Partnered with hundreds of stores and services ranging from Airbnb to Zappos, Benefit is kind of like a cash-back service -- but think of it as "cash-forward" instead.
It works like this: When you buy something from a participating retailer, either online or in-store, you first purchase a gift card via the Benefit app (available on Android or iOS). Then you simply use that gift card to make your purchase.
And that's all there is to it. A percentage of that purchase will automatically go to the destination of your choice: School, charity, nonprofit or even your own pocket.
The actual percentage varies depending on whether you link Benefit to your bank account or a credit card; rates are much higher (often double) when you opt for the former. For example, you can score a 2-percent rebate on all Amazon purchases if you've set up Benefit with your bank account; it's 0.5 percent with a credit card. Eating at Applebee's? The rebates there are 6 percent and 2 percent, respectively.
Although there's a prepurchase step involved every time you use Benefit, it's a simple one -- and a very easy way to give back.
Do you walk?
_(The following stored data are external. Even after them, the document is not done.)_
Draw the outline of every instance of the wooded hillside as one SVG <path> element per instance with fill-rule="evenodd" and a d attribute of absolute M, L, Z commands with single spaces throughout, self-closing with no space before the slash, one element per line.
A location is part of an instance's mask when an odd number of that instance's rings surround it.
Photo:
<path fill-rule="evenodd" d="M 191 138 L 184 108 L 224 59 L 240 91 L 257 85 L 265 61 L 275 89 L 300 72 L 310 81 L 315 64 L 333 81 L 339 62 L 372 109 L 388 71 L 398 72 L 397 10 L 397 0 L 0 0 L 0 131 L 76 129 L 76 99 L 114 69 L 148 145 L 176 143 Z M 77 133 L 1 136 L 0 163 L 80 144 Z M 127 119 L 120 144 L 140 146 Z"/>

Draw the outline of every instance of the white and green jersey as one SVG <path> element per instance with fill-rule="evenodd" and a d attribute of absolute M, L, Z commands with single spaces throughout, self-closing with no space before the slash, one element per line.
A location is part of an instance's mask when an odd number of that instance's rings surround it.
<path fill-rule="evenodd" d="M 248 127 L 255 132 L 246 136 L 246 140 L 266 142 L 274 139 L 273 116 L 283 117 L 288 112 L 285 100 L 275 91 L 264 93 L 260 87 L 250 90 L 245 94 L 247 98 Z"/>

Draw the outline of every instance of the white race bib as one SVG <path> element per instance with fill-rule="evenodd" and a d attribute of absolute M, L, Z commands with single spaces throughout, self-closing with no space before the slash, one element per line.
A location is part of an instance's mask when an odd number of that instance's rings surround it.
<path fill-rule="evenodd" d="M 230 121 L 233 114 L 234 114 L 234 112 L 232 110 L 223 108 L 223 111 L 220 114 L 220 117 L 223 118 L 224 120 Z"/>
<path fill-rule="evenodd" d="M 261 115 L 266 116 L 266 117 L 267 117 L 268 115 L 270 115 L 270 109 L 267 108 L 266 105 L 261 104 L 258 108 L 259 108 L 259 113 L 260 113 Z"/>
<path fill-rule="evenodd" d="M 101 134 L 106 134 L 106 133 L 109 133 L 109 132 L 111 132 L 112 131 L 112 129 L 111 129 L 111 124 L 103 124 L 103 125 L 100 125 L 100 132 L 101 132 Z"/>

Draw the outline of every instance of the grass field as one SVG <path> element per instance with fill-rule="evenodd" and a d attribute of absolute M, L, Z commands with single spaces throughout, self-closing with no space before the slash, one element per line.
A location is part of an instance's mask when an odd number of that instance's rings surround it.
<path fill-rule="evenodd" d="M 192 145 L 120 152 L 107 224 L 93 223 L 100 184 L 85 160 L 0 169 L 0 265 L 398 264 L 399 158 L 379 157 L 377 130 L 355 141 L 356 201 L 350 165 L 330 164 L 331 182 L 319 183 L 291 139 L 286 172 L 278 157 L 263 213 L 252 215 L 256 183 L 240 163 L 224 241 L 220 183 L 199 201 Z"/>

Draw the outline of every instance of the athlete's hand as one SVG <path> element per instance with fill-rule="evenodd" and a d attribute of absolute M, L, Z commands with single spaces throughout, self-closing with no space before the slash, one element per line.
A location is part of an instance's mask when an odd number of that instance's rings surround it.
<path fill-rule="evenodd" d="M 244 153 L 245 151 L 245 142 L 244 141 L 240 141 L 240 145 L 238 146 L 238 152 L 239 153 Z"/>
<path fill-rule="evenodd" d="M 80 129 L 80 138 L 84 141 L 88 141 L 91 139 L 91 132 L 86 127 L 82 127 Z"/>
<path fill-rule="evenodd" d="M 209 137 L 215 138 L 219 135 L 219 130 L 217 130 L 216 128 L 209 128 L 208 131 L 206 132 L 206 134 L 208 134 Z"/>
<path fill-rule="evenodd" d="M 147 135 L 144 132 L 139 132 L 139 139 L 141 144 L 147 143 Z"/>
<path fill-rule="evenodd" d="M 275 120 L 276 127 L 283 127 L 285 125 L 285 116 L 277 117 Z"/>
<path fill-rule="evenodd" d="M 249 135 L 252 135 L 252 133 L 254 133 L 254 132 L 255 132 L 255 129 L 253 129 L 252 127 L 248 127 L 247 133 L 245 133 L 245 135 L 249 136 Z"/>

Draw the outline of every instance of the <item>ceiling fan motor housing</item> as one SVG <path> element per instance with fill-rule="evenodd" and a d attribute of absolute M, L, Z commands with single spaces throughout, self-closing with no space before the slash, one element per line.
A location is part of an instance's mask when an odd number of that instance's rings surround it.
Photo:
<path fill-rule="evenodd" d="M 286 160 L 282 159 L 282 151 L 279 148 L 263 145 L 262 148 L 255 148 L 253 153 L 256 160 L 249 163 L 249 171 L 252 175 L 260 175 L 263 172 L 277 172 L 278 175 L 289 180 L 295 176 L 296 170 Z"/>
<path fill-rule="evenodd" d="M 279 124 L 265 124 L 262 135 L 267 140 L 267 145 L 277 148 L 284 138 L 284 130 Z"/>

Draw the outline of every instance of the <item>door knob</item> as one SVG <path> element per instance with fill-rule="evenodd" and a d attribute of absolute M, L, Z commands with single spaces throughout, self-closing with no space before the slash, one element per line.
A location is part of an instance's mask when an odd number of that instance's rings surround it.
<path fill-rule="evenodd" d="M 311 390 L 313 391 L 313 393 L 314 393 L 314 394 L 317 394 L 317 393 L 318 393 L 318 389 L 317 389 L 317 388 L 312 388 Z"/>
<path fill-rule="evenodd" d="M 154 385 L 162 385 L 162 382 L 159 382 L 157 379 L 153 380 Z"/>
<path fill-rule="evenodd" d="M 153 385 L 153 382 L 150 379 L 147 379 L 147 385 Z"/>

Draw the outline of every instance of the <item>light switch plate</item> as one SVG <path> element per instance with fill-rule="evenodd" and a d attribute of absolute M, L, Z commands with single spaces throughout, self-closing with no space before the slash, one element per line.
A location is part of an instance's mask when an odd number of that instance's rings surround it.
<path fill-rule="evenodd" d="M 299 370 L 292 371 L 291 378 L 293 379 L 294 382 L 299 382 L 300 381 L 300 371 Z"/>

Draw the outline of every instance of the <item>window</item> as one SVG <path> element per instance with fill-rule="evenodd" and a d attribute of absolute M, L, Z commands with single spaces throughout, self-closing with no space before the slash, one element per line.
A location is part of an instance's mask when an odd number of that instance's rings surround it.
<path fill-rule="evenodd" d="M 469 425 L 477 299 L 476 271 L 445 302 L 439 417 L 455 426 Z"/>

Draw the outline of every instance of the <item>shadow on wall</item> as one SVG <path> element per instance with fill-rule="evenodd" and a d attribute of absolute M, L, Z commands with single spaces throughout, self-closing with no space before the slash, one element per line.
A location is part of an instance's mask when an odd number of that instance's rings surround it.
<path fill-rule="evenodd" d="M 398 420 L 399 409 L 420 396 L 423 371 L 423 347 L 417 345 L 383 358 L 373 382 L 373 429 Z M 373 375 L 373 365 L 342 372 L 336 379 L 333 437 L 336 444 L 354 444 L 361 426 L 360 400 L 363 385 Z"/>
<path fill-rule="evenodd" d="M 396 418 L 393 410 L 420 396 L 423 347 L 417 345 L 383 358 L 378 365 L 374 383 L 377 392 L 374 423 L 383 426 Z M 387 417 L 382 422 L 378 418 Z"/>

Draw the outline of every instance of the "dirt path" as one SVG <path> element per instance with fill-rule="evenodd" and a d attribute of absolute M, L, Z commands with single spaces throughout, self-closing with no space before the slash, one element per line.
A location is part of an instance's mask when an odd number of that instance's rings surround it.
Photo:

Run? Bike? Track your activity with the Charity Miles app and turn those activities into charitable donations. All you do is log your miles -- actually, the app logs them for you -- then choose from a rotating selection of charities. The donations come from "forward-thinking" sponsor companies.
So, basically, Charity Miles turns your movement into money for worthy causes. Another free-and-easy option!
Donate a Photo
Donate a Photo is a free app that makes helping people as easy as snapping a picture. For each photo you "donate" through the app, Johnson & Johnson makes a $1 donation toward the cause or charity of your choice.
You can donate one photo per day, which works out to an almost effortless $365 to charity each year.
Kind of like a cross between Altruisto and Benefit, Giving Assistant is a cash-back service that lets you donate your rebates to charity. It works in your desktop browser in much the same way as other cash-back services: You simply click through to the store (Giving Assistant has partnered with thousands of them) where you want to buy something, then make your purchase like you normally would.
Call it a Bing that gives back. SearchScene is a Microsoft Bing-powered search engine that donates 95% of its profits to worthy causes -- primarily those related to poverty and the environment. Revenue goes to Oxfam, UNICEF, WaterAid and more.
The site makes money through advertising, the same as other search engines. The difference, of course, is that most of those proceeds go to charity. You can choose specific ones you want to support or just let them all share equally.
Those are the tools I've found that make giving free and easy. If you've found others, by all means name them in the comments!